Vollkasko ist ja nun auch nicht sooo teuer.
Ich habe mein Boot bis 15.000 Euro versichert und zahle ca. 220,- im Jahr.

War die Cam in Großenbrode denn noch immer nicht heil oder wieder kaputt ??


----------



## woern1 (14. November 2009)

*AW: Wieder Außenborder gestohlen*

Auf der Cam kannste leider nix erkennen, zudem geht an dem Platz über Nacht auch das Licht über Zeitschaltuhr aus, dann ists ziemlich schwierig, da noch was zu erkennen.
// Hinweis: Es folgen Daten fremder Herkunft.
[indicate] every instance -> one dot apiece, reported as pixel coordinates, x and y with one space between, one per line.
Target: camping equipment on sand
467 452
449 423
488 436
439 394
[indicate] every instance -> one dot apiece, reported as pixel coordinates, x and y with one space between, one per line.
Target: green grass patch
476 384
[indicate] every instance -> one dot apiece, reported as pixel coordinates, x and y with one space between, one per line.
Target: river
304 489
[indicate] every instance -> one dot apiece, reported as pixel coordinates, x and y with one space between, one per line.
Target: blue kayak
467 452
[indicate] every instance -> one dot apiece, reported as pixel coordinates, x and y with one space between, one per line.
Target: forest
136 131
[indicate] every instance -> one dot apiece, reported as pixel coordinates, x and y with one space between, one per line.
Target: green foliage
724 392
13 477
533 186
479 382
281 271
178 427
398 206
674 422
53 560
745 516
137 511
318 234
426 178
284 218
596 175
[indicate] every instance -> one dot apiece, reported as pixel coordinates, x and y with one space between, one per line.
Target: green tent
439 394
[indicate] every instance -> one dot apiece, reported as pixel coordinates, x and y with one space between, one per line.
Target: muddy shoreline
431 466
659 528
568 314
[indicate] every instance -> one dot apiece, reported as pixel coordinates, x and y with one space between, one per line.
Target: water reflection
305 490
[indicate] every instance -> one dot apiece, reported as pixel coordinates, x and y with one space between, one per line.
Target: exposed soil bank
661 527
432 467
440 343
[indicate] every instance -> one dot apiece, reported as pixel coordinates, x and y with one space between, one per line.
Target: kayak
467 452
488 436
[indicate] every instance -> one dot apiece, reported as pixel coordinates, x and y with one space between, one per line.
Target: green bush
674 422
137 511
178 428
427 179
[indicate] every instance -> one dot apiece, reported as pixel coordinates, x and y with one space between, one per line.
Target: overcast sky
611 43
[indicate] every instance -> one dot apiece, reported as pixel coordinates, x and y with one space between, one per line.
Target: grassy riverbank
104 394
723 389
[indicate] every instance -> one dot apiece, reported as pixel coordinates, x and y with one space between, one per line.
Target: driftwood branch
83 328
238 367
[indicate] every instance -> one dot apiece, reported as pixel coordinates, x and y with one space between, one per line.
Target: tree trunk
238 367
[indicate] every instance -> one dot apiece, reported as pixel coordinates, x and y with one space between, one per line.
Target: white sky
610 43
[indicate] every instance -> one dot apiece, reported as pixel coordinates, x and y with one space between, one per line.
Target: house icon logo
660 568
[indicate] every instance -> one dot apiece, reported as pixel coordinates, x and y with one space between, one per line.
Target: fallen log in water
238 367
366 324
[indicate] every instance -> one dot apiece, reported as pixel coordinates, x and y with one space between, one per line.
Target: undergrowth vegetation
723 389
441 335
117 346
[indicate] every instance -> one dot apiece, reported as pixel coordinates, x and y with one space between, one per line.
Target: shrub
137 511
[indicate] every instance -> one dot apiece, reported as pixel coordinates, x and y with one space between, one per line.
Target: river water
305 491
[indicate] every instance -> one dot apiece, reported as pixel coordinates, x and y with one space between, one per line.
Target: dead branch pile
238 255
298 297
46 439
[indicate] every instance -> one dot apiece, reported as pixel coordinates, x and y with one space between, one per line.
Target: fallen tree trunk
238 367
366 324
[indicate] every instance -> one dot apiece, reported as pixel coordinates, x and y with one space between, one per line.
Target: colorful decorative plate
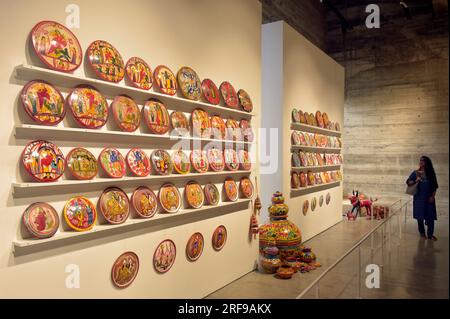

Und da gibts ja auch noch andere Wege, in den Bereich des Geländes zu gelangen, als über die Zufahrt beim  Tuckers.

werner


----------



## Dxlfxn (14. November 2009)

*AW: Wieder Außenborder gestohlen*

Tolle Wurst!
Warum haben die denn Licht, wenns in der Nacht ausgeht? Ist der Platz kostenlos oder warum
gibts da einen "so hohen Standard?"


----------



## leuchtboje (14. November 2009)

*AW: Wieder Außenborder gestohlen*

wo ist denn da die selbstjustiz?
wenn ich wache schiebe, dann warte, bis die burschen tätig werden und sie dann anspreche, werden die mich fast mit garantie angreifen, wenn ich dann nen Gaff hinterm Rücken herzaubere, und damit rein zufällig das eine oder andere schulterblatt treffen, ist das im besten fall Notwehr, bzw. Nothilfe, und im schlechtesten Fall ein Notwehr- bzw. Nohilfeexzess...
dafür bekommst auch nicht viel... bist nicht vorbestraft, is es höchstens eine Bewährungsstrafe....
erzähl vor Gericht noch irgendwas von Todesangst und gut ist...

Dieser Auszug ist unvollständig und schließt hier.